В тот раз, когда все расселись, угомонились, на­чался мамин концерт - «по заявкам»: почти у каждо­го из присутствующих был свой любимый романс, а первым мама запела - «У камина»:



Ты сидишь одиноко и смотришь с тоской,
Как печально камин догорает,
Как в нём яркое пламя то вспыхнет порой,
То бесследно опять исчезает.
Ты грустишь всё о чем? Не о прошлых ли днях,
Полных неги, любви и привета?
Так, чего же ты ищешь в сгоревших углях?
Ведь тебе не найти в них ответа.
Подожди ещё миг, и не станет огней,
Что тебя так ласкали и грели,
И останется груда лишь чёрных углей,
Что ещё догореть не успели.
О, поверь, что любовь - это тот же камин,
Где сгорают все лучшие грёзы,
А исчезнет любовь, в сердце холод один
И тоска, и сомненья, и слёзы.



Потом следовали просьбы: Эрик Осинцев - «Белой акации», Юра Шеин - «Глядя на луч», Ада Первушина - «Уголок», Коля Уткин - «На дерновой скамье», Люба Бочкарёва - «Вы просите песен», Стасик Сохранов - «Чайка», Клара - «Спи, моя девочка» и ещё - «У зори, у зореньки», «Сон монахини», «Осенний сон»...

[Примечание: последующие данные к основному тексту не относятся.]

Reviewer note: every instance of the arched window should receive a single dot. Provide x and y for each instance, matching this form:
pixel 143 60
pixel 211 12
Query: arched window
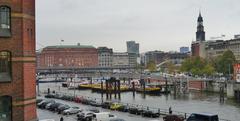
pixel 5 108
pixel 5 66
pixel 5 24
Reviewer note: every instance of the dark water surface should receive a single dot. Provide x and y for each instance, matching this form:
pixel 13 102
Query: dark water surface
pixel 197 102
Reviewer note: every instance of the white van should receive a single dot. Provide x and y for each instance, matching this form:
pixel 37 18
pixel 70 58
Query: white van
pixel 103 116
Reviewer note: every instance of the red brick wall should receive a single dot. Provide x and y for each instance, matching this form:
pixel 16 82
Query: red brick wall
pixel 22 47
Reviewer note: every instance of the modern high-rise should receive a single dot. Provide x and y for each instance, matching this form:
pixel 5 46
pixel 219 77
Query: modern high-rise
pixel 133 47
pixel 184 49
pixel 17 60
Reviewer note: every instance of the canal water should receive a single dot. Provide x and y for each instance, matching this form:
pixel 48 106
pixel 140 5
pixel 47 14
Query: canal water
pixel 194 102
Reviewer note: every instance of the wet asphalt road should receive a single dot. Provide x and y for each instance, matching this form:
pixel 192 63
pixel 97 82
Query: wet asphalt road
pixel 45 114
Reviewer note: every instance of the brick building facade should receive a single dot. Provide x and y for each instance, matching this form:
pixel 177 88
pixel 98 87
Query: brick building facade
pixel 17 60
pixel 67 56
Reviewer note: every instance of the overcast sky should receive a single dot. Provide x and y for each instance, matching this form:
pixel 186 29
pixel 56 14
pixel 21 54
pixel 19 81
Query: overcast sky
pixel 155 24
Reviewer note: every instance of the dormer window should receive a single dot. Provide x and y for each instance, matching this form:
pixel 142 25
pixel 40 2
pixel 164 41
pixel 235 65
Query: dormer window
pixel 5 24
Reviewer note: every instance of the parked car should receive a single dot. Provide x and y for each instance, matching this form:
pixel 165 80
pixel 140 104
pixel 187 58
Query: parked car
pixel 174 118
pixel 58 96
pixel 85 116
pixel 115 106
pixel 95 110
pixel 136 110
pixel 39 100
pixel 86 101
pixel 95 103
pixel 151 113
pixel 49 96
pixel 78 99
pixel 49 105
pixel 103 116
pixel 44 103
pixel 72 110
pixel 55 106
pixel 61 108
pixel 117 119
pixel 106 105
pixel 203 117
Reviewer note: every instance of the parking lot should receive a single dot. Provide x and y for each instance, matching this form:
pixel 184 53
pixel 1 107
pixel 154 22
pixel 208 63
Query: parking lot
pixel 45 114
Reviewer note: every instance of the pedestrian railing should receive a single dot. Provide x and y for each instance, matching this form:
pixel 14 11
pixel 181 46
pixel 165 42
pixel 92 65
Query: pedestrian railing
pixel 161 111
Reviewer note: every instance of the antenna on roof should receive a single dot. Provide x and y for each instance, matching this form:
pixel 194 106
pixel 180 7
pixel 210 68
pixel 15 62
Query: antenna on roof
pixel 61 41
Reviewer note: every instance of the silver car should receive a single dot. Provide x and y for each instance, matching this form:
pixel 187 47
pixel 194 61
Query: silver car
pixel 72 110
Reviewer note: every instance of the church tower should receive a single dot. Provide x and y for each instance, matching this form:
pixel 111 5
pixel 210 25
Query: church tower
pixel 17 60
pixel 200 34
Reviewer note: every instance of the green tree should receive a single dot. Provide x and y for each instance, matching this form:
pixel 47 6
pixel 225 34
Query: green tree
pixel 151 66
pixel 225 62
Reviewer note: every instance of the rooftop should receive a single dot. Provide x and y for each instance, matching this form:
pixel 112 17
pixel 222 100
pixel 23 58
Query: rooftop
pixel 71 46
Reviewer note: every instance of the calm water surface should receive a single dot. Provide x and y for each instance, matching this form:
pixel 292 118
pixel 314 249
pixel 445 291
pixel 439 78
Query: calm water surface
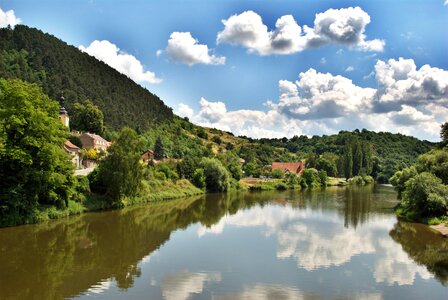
pixel 342 243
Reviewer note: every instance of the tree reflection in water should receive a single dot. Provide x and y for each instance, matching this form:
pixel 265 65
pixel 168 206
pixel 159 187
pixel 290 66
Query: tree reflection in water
pixel 424 246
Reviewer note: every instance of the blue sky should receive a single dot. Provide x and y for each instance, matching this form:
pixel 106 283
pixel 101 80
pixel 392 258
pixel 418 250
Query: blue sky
pixel 269 68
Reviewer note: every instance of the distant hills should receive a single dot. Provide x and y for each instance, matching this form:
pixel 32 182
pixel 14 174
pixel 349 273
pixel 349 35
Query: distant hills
pixel 31 55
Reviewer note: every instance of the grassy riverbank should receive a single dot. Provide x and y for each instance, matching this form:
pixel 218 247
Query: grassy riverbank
pixel 154 191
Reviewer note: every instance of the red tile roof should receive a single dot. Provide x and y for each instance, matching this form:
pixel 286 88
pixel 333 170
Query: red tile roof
pixel 296 167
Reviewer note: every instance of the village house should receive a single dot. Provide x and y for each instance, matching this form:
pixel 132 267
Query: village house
pixel 287 168
pixel 93 141
pixel 75 154
pixel 147 156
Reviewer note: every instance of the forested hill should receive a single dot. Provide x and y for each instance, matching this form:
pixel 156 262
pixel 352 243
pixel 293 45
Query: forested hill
pixel 37 57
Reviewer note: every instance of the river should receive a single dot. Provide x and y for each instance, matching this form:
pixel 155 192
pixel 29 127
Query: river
pixel 339 243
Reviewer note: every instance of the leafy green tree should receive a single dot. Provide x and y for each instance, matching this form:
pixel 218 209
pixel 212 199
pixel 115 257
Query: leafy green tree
pixel 444 133
pixel 121 171
pixel 34 169
pixel 348 161
pixel 216 176
pixel 310 177
pixel 86 116
pixel 231 162
pixel 159 149
pixel 328 166
pixel 357 158
pixel 425 196
pixel 199 178
pixel 401 177
pixel 277 174
pixel 435 162
pixel 187 167
pixel 323 177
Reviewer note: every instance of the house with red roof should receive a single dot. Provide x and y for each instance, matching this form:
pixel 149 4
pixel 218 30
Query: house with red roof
pixel 296 167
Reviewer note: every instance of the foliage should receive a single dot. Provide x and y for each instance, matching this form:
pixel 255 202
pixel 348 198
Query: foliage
pixel 91 154
pixel 37 57
pixel 277 174
pixel 121 171
pixel 435 162
pixel 425 196
pixel 323 177
pixel 216 176
pixel 401 177
pixel 75 140
pixel 159 149
pixel 34 168
pixel 444 133
pixel 326 165
pixel 86 116
pixel 199 178
pixel 310 178
pixel 231 162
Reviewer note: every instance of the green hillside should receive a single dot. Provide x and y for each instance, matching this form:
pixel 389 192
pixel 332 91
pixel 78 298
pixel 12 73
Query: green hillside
pixel 31 55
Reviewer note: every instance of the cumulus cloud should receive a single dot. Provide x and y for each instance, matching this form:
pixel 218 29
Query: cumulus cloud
pixel 408 101
pixel 403 83
pixel 183 48
pixel 8 18
pixel 184 110
pixel 349 69
pixel 345 26
pixel 121 61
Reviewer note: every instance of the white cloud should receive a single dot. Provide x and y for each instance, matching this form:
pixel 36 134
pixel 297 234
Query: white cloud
pixel 349 69
pixel 183 48
pixel 403 83
pixel 8 18
pixel 184 110
pixel 344 26
pixel 122 62
pixel 322 103
pixel 265 292
pixel 182 285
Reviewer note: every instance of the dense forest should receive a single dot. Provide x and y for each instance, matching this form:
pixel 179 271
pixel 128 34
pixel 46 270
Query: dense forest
pixel 36 57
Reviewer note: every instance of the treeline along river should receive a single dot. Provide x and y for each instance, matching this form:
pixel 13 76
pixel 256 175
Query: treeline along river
pixel 334 243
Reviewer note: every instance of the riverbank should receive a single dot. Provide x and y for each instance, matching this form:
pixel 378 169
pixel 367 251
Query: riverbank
pixel 157 191
pixel 441 228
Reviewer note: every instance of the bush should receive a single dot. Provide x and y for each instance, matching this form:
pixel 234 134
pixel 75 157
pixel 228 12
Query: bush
pixel 322 177
pixel 199 178
pixel 216 176
pixel 310 177
pixel 277 174
pixel 425 196
pixel 368 179
pixel 281 186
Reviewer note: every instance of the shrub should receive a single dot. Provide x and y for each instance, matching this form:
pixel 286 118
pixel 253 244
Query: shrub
pixel 281 186
pixel 277 174
pixel 199 178
pixel 216 176
pixel 425 195
pixel 357 180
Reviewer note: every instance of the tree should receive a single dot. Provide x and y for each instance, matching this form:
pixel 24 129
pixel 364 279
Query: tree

Мама пела и пела. Я сидела тихонько и, как, ока­залось, навсегда впитывала мелодии, стихи и всю эту атмосферу душевного родства, доброты и люб­ви. По-своему, ярко представляя и переживая со­держание романсов, я подчас довольно причудливо понимала их. Мама поёт: «На ресницах моих, против воли, слеза, грусти полной предатель, дрожала», а я представляю: сидят двое красивых и влюблённых, а из угла тайно смотрит на них и дрожит противный предатель. Его я ненавидела, умирающую красавицу ужасно жалела, а садом любовалась: романс закан­чивался - «Моя милая еле дышала, А в саду соловей громко песню всё пел, Липа тихо листвою качала».

Когда дрова сгорели (их привезли откуда-то на санках, накололи и занесли в дом эти же ребята и делали так не однажды), мама маленькой витой чу­гунной кочергой разбила головёшки, сгребла угли горкой и, мило улыбаясь, спела последнее: «Вы про­сите песен, их нет у меня...» Расходиться никому не хотелось. На время забытые голод и заботы, учебные и домашние, подступали вновь...

После окончания войны и возвращения папы у нас стали бывать гости - родственники, друзья- охотники с жёнами, мамиными подругами. Осо­бенно помнятся дни рождения родителей. Они оба летники. В мамин - с утра на большом обеденном столе, накрытом праздничной скатертью, появлял­ся пышный букет сирени, белой и лиловой. Это бра­тья Толя и Дима нарезали её во дворе своих друзей, братьев Шушкановых. Аромат сирени смешивался с вкусными запахами от торта «Стёпка-растрёпка» и «Венских сухариков», испечённых накануне. Мне открылись мамины кулинарные способности: вдруг стали появляться блюда, закуски и выпечка, о кото­рых я знала только из её рассказов «о прежней жиз­ни» да из частых возгласов сестёр и братьев: «А вот до войны...». Это были селёдочный форшмак, печё­ночный паштет, фаршированная щука, мясной и рыбный пироги, на горячее - жаркое из уток, добы­тых папой. Всё невероятно вкусное! Никогда, нигде и ничто мне не нравилось больше того, что готовила мама! Напитком для мужчин занимался папа, и это было священнодействие. За два-три дня до прихода гостей он открывал бутылки с водкой и вбрасывал в них аккуратно нарезанные полоски высушенных лимонных корочек, всегда хранившихся в буфете, в красивой стеклянной вазочке. К празднику полу­чалась очень всем нравившаяся настойка. Её пере­ливали в хрустальный графин. Женщины пили пор­твейн или вермут. Говорят, они были хороши тогда.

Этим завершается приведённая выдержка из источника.